Who would be affected

  • Primary targets: individuals and organizations that run or participate in schemes to exploit others’ public benefits (e.g., trafficking victims’ benefits, identity-fraud benefit diversion).
  • Secondary effects: victims whose benefits are appropriated (elderly, disabled, immigrants, low-income program recipients); prosecutors and courts (criminal enforcement); law enforcement investigations into related trafficking or fraud.
  • Service providers and benefit administrators may see increased investigative referrals; victims may require outreach and restoration assistance (not addressed directly in this bill).

Fiscal and procedural notes

  • Maryland fiscal analysis (legislative staff) estimates a minimal state fiscal impact: a one-time Judiciary programming cost of $1,434 in FY 2026 to implement system changes.
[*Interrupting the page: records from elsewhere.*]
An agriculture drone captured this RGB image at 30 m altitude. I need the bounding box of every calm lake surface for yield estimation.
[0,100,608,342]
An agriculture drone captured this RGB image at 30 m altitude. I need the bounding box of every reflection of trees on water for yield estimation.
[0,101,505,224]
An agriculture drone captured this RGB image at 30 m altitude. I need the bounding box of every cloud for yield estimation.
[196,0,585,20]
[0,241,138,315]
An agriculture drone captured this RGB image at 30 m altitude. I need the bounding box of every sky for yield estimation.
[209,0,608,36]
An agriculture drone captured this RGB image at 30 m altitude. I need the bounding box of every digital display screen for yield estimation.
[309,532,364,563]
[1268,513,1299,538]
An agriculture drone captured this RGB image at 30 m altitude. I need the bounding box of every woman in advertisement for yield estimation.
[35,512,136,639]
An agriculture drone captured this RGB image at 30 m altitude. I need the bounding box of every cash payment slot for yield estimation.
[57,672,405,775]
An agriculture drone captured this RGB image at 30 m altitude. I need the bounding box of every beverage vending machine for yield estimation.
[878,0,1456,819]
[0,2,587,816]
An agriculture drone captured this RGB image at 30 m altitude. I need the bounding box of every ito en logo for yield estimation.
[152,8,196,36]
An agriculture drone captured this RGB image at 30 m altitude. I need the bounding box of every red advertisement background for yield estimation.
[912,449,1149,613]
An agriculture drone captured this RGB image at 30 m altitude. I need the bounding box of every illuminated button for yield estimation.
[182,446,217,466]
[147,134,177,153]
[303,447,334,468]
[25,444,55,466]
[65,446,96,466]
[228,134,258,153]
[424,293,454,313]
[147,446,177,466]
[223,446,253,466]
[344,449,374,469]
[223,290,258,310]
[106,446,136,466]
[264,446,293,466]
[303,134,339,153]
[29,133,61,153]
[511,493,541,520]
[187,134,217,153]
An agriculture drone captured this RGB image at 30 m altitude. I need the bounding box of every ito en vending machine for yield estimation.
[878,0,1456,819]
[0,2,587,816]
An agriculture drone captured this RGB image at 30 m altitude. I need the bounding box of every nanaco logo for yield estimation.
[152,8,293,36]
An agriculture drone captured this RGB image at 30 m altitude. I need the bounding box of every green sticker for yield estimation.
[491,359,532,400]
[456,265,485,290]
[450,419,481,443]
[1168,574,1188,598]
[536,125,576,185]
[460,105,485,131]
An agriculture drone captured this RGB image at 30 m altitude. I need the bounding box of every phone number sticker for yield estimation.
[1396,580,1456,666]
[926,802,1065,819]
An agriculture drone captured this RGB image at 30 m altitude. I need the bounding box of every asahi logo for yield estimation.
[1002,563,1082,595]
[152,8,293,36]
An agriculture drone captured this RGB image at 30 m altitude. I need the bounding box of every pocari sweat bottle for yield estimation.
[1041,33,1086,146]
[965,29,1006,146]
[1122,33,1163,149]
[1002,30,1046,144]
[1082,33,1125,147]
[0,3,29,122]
Otherwise the bill is not anticipated to materially affect state finances or local operations.
  • Effective date in bill text: October 1, 2025.
  • Procedural status: hearing scheduled (1/21 at 2:30 p.m. as listed).

Practical impact summary

SB 170 creates a standalone felony tailored to punish and deter the recruitment and exploitation of people for the purpose of diverting public benefits. It closes a gap by targeting conduct that mixes elements of trafficking, elder/disabled exploitation, identity misuse, and benefit fraud, and enables prosecutors to pursue lengthy imprisonment and fines for organizers and beneficiaries of such schemes.

Compiled from official sources — confirm details with the bill’s official record.